# RAF West Raynham, Norfolk - Sept 09



## sophieellen22 (Sep 7, 2009)

Visited with Samfimh - Top half of the photos are mine, second half are his.

History can be seen here - http://en.wikipedia.org/wiki/RAF_West_Raynham

The site itself is huge, we only went round one small section. Most of the area is housing, which is in use and being redeveloped.
It doesnt really look derelict atall, hardly any broken glass etc...

We're guessing the big building we went in was the Officers Mess - which had a hotel like bit to it.
And also a chapel.


----------



## klempner69 (Sep 8, 2009)

Nice one folks,I will looking into this one later.Well done


----------



## chelle (Sep 8, 2009)

*Raynham*



klempner69 said:


> Nice one folks,I will looking into this one later.Well done



Wonder wot i'll be doin the weekend


----------



## Black Shuck (Sep 8, 2009)

Heya little ol Sophie! I love this site although I have not been there yet! Well Done.
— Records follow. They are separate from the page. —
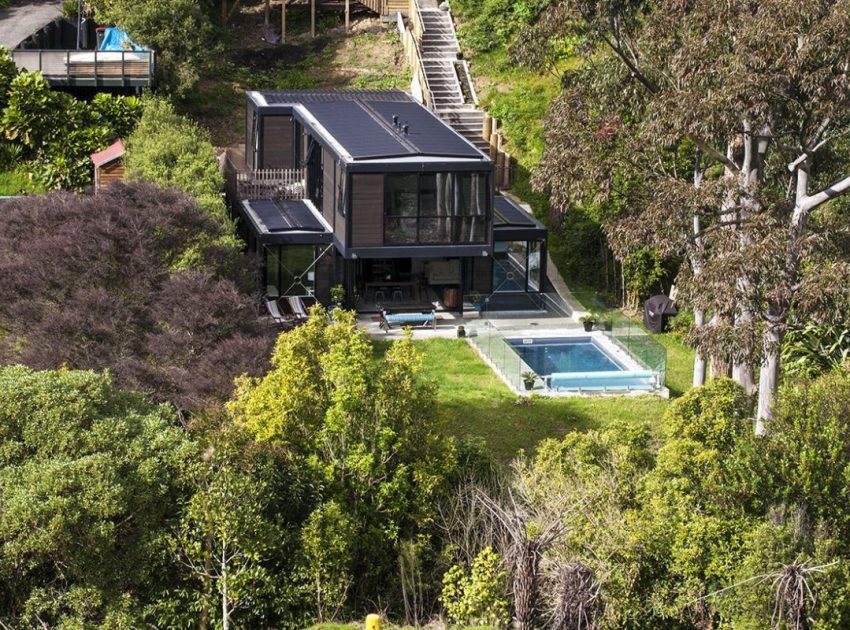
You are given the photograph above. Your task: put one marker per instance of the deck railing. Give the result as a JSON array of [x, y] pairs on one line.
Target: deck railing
[[89, 67], [279, 183]]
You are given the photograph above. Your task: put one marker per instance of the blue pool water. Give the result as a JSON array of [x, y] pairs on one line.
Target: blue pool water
[[566, 354]]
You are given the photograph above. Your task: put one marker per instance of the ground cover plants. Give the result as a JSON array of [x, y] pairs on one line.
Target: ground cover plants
[[46, 136]]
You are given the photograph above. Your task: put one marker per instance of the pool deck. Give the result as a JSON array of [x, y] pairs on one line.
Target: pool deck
[[513, 326]]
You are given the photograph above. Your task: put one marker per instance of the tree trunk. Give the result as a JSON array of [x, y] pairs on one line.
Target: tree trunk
[[744, 375], [769, 375], [524, 585], [699, 357], [225, 616]]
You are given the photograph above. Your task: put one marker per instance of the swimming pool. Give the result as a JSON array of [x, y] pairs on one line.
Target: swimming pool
[[581, 362], [548, 355]]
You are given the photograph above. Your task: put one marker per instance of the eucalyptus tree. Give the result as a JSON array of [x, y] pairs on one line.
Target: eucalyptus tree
[[755, 96]]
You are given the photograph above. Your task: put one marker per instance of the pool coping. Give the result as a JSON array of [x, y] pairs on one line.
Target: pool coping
[[596, 336]]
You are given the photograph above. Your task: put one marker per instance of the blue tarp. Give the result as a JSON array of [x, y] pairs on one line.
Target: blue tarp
[[116, 39]]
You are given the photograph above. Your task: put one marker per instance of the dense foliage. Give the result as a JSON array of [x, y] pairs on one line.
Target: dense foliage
[[366, 437], [170, 150], [91, 485], [709, 527], [134, 280], [51, 134], [692, 154]]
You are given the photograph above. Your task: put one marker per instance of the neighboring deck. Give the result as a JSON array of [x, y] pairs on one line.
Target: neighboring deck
[[387, 7], [96, 68]]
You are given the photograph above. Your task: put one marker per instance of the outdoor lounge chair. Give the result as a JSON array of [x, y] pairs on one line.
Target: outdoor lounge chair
[[274, 312], [423, 319]]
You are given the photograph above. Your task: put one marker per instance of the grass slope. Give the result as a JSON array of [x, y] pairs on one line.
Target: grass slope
[[474, 402], [370, 57], [17, 182]]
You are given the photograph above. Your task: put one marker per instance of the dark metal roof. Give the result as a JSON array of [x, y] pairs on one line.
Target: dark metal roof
[[360, 122], [356, 129], [282, 221], [286, 215], [511, 222], [427, 133], [332, 96], [507, 213]]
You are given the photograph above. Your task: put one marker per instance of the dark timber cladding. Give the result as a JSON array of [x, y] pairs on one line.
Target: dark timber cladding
[[367, 208], [277, 142]]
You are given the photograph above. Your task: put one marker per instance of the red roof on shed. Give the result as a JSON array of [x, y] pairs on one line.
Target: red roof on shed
[[110, 153]]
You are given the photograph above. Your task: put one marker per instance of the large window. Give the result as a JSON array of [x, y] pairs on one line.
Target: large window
[[516, 266], [290, 269], [436, 208]]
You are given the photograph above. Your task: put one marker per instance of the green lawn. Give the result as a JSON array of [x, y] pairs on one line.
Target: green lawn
[[474, 402], [16, 182], [355, 626]]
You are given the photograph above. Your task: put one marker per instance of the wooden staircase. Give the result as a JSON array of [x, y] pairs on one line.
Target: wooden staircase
[[443, 67]]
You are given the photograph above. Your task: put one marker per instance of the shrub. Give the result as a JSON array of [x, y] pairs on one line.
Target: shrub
[[101, 282], [91, 480], [170, 150], [478, 597], [57, 132]]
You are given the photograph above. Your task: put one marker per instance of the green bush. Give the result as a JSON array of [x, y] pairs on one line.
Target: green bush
[[478, 596], [170, 150], [55, 133], [680, 325]]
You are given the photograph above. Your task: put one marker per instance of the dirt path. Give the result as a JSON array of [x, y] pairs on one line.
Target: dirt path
[[371, 56]]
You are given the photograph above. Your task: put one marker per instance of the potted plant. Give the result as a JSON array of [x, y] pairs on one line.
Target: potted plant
[[337, 295], [590, 320]]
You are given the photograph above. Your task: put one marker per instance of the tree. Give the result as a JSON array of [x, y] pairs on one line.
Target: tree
[[8, 71], [91, 482], [55, 132], [170, 150], [134, 280], [225, 535], [751, 92], [364, 431]]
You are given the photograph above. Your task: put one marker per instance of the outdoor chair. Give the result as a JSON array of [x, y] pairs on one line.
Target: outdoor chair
[[276, 316], [388, 320]]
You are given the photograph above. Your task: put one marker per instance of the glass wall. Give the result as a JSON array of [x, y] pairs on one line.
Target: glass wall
[[516, 266], [436, 208], [291, 269]]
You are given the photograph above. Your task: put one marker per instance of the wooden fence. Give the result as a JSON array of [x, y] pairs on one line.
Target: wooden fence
[[279, 183]]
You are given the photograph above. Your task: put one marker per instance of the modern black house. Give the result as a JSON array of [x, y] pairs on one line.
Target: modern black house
[[370, 190]]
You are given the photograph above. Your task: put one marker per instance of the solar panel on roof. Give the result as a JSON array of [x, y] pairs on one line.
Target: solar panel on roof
[[333, 96], [356, 130], [286, 216], [508, 213], [429, 134]]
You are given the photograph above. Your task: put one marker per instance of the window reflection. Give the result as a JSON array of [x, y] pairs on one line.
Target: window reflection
[[445, 208]]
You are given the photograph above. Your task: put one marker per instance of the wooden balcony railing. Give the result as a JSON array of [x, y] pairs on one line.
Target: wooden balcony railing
[[281, 183], [89, 67]]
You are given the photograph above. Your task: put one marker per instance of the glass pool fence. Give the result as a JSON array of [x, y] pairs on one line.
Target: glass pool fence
[[492, 338]]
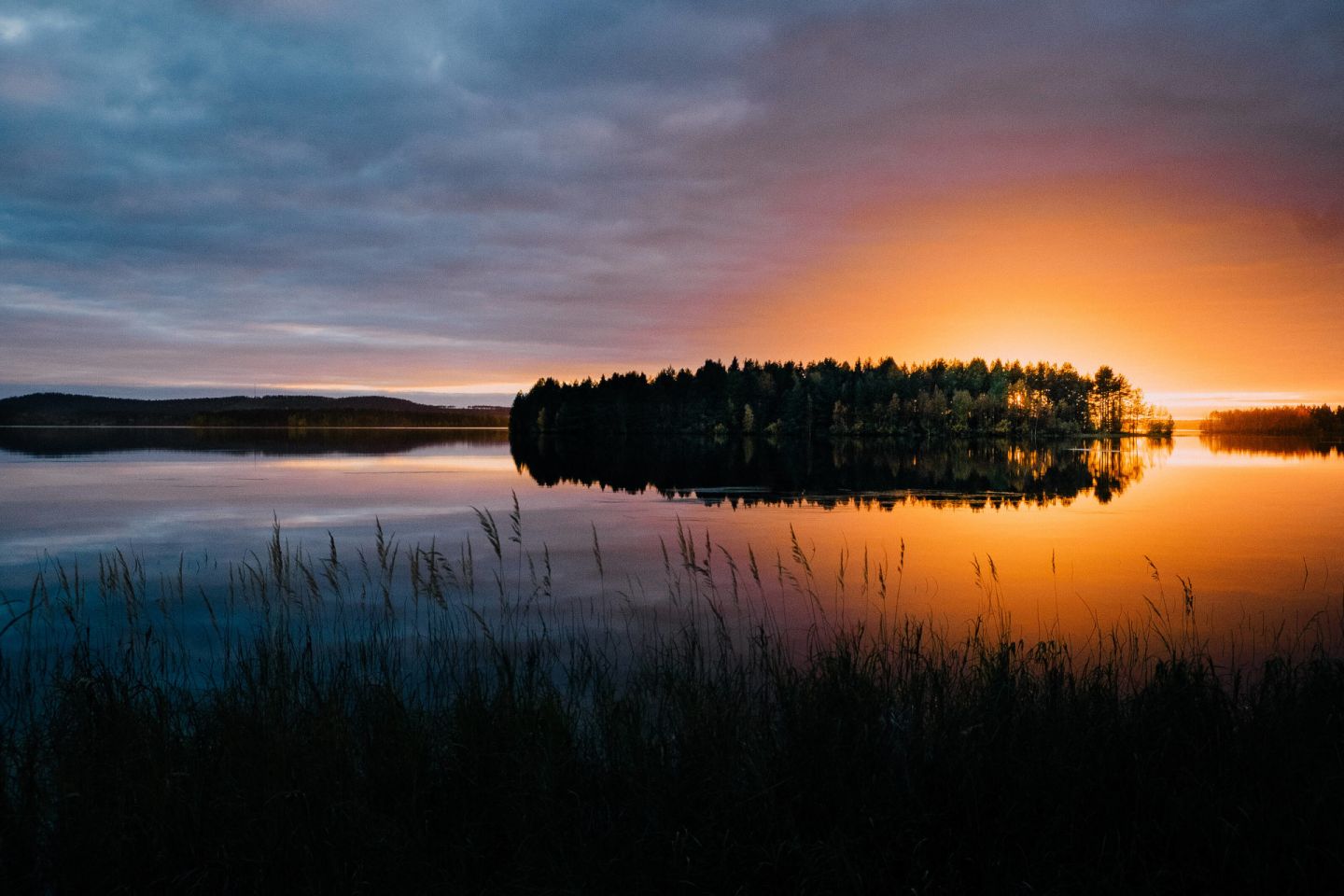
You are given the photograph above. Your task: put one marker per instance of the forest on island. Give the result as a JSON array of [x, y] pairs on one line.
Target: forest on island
[[837, 398], [1313, 422]]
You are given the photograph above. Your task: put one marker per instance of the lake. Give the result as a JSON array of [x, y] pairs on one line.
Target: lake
[[1065, 534]]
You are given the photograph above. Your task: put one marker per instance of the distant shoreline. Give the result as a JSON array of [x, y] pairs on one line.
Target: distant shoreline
[[218, 426]]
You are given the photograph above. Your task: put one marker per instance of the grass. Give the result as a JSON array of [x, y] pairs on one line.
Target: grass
[[412, 721]]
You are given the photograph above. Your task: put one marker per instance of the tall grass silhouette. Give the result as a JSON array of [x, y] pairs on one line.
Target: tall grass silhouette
[[420, 718]]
P.M Sent!


----------



## Black Shuck (Sep 8, 2009)

Sophie did you see the Control Tower?


----------



## Dab (Sep 8, 2009)

Can't beleive people keep going and missing the best bits.


----------



## Black Shuck (Sep 8, 2009)

Dab said:


> Can't beleive people keep going and missing the best bits.
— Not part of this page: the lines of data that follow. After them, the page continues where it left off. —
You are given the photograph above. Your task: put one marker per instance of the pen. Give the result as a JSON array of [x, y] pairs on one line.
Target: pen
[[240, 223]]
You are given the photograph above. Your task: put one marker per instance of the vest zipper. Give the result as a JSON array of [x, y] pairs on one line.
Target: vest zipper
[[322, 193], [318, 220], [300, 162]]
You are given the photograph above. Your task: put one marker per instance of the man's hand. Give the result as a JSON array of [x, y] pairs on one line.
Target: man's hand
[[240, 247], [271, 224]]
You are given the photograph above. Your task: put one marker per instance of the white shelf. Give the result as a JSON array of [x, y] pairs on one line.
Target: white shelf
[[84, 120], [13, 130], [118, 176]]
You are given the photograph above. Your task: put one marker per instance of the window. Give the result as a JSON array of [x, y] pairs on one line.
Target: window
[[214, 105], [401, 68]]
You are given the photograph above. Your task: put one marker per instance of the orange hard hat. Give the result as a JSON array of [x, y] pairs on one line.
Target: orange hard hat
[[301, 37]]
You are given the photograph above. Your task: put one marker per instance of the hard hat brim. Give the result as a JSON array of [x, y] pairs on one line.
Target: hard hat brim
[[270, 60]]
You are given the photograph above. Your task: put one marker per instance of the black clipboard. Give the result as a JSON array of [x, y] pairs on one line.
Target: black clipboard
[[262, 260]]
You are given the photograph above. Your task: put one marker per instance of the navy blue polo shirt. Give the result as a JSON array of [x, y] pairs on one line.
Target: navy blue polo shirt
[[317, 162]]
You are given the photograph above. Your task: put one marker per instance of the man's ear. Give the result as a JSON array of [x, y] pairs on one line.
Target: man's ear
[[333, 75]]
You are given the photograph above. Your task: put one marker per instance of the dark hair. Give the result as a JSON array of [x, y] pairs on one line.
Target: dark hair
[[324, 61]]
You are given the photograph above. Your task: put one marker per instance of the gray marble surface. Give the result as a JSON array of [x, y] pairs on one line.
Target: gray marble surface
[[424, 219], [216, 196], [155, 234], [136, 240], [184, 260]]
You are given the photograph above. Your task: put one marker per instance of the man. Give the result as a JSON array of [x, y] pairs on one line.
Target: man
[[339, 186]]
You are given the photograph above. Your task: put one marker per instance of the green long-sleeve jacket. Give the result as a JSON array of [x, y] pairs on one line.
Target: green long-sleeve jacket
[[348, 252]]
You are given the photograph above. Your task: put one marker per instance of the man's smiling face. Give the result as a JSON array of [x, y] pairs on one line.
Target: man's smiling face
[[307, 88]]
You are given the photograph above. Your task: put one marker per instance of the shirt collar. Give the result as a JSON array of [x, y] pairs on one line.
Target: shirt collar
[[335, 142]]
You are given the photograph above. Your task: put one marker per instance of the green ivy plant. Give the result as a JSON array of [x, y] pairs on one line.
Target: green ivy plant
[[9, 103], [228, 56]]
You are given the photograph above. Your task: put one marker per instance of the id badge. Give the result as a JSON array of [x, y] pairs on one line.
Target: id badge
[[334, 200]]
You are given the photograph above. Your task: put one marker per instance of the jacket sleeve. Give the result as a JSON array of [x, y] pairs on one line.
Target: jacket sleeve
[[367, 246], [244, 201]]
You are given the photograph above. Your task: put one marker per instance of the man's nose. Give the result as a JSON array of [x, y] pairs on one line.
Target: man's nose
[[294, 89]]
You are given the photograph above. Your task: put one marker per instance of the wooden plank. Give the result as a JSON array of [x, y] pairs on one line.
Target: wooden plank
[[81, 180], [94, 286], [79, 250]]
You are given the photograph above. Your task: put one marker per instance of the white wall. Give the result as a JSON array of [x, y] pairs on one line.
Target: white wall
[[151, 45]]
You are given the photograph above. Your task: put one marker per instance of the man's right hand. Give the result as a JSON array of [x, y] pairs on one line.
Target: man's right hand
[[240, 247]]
Thats why I was asking about the Control Tower Dab!


----------



## sophieellen22 (Sep 8, 2009)

Depends what your opinion is of the 'best' bits!


----------



## Black Shuck (Sep 8, 2009)

Sophie did you get my P.M yet?


----------



## sophieellen22 (Sep 8, 2009)

Just replied =)


----------



## Black Shuck (Sep 8, 2009)

Cheers Sophi, Good Shots, I like em a lot!


----------



## HypoBoy (Sep 8, 2009)

Norfolk meet sometime in the next couple of months anyone?


----------



## Black Shuck (Sep 8, 2009)

God Yeah Hypo!


----------



## UrbanX (Sep 8, 2009)

Nice one... Although you need to do the dome!! 
The dome us one of the best places I've been to on earth, and I've been to Disneyworld.


----------



## disco_biscuit (Sep 8, 2009)

That Missile Training Simulator looks seriously cool


----------